For Notre Dame, something to feel good about
NASHVILLE, Tenn. — Forget a miserable November, the Notre Dame football program finally has something to feel good about.
It’s a feeling that can sustain the next nine months or so.
Tuesday’s 31-28 Music City Bowl win over LSU was a matter of precise execution that had a foundation in trust. It was a great way to stop the bleeding caused by four straight losses.
It was the product of a plan with a purpose. It was a sign that the Irish can compete with a Southeastern Conference team — albeit, a middle-of-the-road SEC team — in every phase of the game.
“(The victory) allows us to continue to recruit in (the South) without having to apologize for who we are,” said Notre Dame coach Brian Kelly.
Kelly took the impact of the effort beyond the field, with a lesson for his players about life.
“We talked about this being a life lesson toward handling adversity,” Kelly said. “We had some adversity. Everybody was down on Notre Dame. We can’t do this; we can’t do that. That’s going to happen in life.
“Believe in yourself. Believe in what you’re doing. Trust what you’re doing. If you do that, you’re going to be OK. We trust in our players and they continue to work hard for us. It was going to work out for them.”
Kelly made a promise to his players: “We’re going to get you to the fourth quarter; trust the plan. I’m going to get you to the fourth quarter, then you’ve gotta go make some plays.”
The Irish made plays. Lots of them.
Notre Dame withstood a Leonard Fournette’s 100-yard kickoff return for a touchdown; an 89-yard touchdown run by Fournette; and a 75-yard TD pass from Anthony Jennings to John Diarse and stayed on course.
Those three scores came in an elapsed time of 38 seconds.
The Irish never flinched or flustered. The plan stayed the same without reservation.
The quarterback tag team of Malik Zaire and Everett Golson was seamless, despite Golson taking a punishing blow to his ribs mid-game.
That pain appeared to hurt more than the blow to his ego after losing his starting job.

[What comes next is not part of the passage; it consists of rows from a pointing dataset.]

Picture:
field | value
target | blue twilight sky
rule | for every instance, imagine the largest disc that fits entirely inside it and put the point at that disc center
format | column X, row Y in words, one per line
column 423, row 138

The numbers were exactly how Kelly drew them up pre-game:
• Notre Dame controlled the clock for 37 minutes. LSU’s big-time run game hardly had a chance to punish the Irish defense.
• The Irish offense was 12 of 19 on third and fourth down.

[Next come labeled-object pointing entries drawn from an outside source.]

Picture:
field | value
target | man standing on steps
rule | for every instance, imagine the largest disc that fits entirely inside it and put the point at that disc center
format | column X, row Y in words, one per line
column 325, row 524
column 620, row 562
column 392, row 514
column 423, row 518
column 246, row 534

• Notre Dame avoided turning the ball over for the fourth time this season, but the first time since Purdue.
• The Irish offense, which had had five double digit-play drives in the last four losses, put together four against the Tigers.
• The LSU offense, significantly run-centric, had 113 of its 285 rushing yards come on two plays. The other 172 yards were distributed over 36 rushes.

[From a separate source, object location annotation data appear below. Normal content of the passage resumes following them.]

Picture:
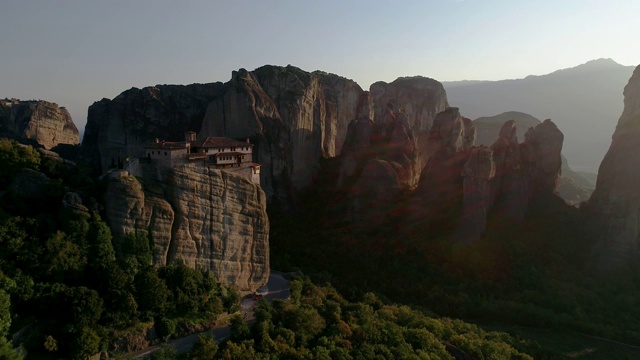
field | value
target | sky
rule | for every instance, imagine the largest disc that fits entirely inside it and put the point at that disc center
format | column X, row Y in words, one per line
column 76, row 52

But, most of all, the Irish finished — unlike Florida State, Northwestern and Louisville, when they had an opportunity to win at crunch time, but folded.
Tuesday, the offense responded with a 14-play, 71-yard drive that chewed up the last 5:41 before Kyle Brindza drilled the game-winning field goal from 32 yards. Golson and Zaire both played key roles in that march.
“This year, we got to the fourth quarter and we didn’t make some plays,” Kelly said. “We lost some football games. We got the game in hand in the fourth quarter today, and we handled it.
“We’re going to make that a habit. We didn’t do that this year.”
Habits are hard to form. Finding a way for Zaire and Golson to co-exist within the parameters of the Irish offense isn’t going to be easy. Kelly had a month to prepare for the quarterback shuffle. How he handles it on a week-to-week basis next season will be interesting.
But that’s next year. All week, Kelly has been adamant that the bowl game was an entity unto itself. Worry about 2015 in January.
Kelly’s plan and the Irish effort got the job done Tuesday. How that carries over into the season opener against Texas Sept. 5 is quite uncertain.
But at least it’s something to feel good about.